EGoM allocates additional 20 MMSCMD of gas from KG D6
Oil and gas major Reliance Industries Limited (RIL), led by industrialist Mukesh Ambani, today welcomed the decision taken by the Empowered Group of Ministers (EGoM) headed by Finance Minister Pranab Mukherjee to allocate an additional 20 MMSCMD of gas on a firm basis from the company's Krishna Godavari (KG) D6 block.
At its meeting here today, the EGoM also allocated another 30 MMSCMD of gas on a fallback basis from the block.
"With the additional allocation, we will be able to increase and maximize production for the benefit of all stakeholders. The additional allocation will also increase the overall customer base for supply of gas thereby avoiding frequent changes in the production level from the block," a spokesperson for RIL said.
For the first time, the EGoM also allowed RIL to use the gas from the block for its petrochemical plants at Vadodara in Gujarat and Nagothane in Maharashtra and for its refinery in Jamnagar.
The EGoM had earlier made allocations for 40 MMSCMD of the initial production from the block to various customers in the fertiliser, power, LPG, CGD and steel sectors.
Today's allocations are basically for consumers in the power, petrochemicals and refining sectors.
The public sector NTPC and other power producers will get more than 34 MMSCMD of gas now, in addition to the 18 MMSCMD given to them earlier. These are expected the power plants, many of them in Andhra Pradesh, to operate at higher plant load factors than at present.
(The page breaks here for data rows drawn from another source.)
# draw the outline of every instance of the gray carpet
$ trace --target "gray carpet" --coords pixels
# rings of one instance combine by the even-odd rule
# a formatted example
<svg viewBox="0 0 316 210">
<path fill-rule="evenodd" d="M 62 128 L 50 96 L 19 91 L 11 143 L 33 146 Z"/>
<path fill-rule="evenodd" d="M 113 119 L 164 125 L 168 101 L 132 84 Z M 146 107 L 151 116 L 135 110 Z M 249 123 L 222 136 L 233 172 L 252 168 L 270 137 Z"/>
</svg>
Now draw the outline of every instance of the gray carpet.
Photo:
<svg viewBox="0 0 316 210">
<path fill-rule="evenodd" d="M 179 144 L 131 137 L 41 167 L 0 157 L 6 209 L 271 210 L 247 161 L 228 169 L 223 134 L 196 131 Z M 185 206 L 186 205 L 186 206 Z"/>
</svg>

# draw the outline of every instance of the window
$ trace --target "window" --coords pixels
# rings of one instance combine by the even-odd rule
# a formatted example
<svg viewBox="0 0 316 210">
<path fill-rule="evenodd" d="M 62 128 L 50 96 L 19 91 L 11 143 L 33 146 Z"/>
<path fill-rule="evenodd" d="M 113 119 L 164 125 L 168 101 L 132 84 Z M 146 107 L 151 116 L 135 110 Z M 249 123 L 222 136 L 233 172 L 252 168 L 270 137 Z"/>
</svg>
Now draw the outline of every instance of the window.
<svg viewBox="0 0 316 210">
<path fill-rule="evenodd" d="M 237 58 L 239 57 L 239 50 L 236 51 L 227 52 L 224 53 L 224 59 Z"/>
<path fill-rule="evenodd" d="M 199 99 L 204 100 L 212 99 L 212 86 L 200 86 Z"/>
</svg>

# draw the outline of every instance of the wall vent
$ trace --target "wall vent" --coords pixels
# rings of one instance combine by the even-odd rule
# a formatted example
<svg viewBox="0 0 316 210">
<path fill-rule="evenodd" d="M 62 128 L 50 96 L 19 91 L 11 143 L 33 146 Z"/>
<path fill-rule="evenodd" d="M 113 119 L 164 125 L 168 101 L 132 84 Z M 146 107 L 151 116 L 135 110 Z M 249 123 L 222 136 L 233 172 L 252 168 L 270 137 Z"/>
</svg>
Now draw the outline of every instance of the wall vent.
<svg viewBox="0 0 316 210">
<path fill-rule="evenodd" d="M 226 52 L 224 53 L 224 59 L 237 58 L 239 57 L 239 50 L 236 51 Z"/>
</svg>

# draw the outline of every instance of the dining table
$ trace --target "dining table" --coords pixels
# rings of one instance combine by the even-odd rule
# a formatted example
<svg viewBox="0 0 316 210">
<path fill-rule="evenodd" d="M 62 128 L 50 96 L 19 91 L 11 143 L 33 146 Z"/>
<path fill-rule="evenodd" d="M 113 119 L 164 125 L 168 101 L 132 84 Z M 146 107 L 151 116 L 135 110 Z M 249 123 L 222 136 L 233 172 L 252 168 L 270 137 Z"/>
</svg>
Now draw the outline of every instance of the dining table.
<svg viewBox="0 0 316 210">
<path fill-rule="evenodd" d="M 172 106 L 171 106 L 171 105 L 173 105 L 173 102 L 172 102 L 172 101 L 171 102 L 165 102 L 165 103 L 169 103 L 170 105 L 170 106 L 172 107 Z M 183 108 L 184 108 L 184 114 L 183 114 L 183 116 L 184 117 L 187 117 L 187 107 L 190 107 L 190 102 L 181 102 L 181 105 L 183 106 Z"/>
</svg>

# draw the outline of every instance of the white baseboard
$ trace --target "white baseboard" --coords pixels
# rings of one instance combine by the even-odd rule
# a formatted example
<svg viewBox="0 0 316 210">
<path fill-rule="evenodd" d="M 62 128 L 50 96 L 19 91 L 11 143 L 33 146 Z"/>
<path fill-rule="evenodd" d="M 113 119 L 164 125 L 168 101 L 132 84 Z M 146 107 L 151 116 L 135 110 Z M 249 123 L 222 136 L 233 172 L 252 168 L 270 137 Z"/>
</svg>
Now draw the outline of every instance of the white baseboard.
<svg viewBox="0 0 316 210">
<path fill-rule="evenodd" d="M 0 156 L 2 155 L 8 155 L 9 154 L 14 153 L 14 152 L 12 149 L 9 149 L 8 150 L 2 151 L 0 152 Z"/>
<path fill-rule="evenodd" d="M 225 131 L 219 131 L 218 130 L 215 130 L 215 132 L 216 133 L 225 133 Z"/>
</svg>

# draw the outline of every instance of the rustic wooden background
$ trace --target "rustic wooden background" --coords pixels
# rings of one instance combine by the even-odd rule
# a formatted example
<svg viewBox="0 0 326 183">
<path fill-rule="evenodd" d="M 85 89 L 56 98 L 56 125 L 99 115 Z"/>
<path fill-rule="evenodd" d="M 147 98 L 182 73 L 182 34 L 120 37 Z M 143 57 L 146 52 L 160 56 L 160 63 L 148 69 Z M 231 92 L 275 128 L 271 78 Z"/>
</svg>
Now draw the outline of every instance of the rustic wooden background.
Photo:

The refineries, including that of RIL, will get 5.384 MMSCMD of gas on a firm basis and an additional 6 MMSCMD when the production from KG D6 increases to the projected 90 MMSCMD on a sustained basis.
RIL has got 1.918 MMSCMD for its petrochemical plants. The EGoM allocated 0.178 MMSCMD to non-urea subsidised fertiliser plants and 0.44 MMSCMD to steel plants.
"Based on technical assessment provided by the operator, production (from KG D-6) will reach 60 mmscmd by December," Pandey said adding the firm allocations would begun to flow by then.
RIL had in August this year written to the Ministry of Petroleum and Natural Gas urging it to allocate more gas from the KG D6 block to customers so that the production could be raised in line with the approved development plan.
The letter was sent after allegations by Reliance Natural Resources Ltd (RNRL), headed by Mr Mukesh Ambani's estranged younger brother, that RIL was producing less gas from the block to create an "artificial scarcity" that could lead to "windfall profits" for the company.
The letter said RIL had been flooded by requests for supplies which it had been taking up with the Government for allocations to these consumers as it continues to ramp up production to the maximum level in accordance with its development plan.
"Holding back production at this stage, after having made huge investments would be disastrous not only for the project but for the country as whole," RIL said.
RIL is the operator of the KG D6 block in the Krishna Godavari basin, having won the exploration contract for the block in partnership with Niko Resources of Canada. RIL owns a 90 per cent stake in the project while Niko holds the remaining 10 per cent.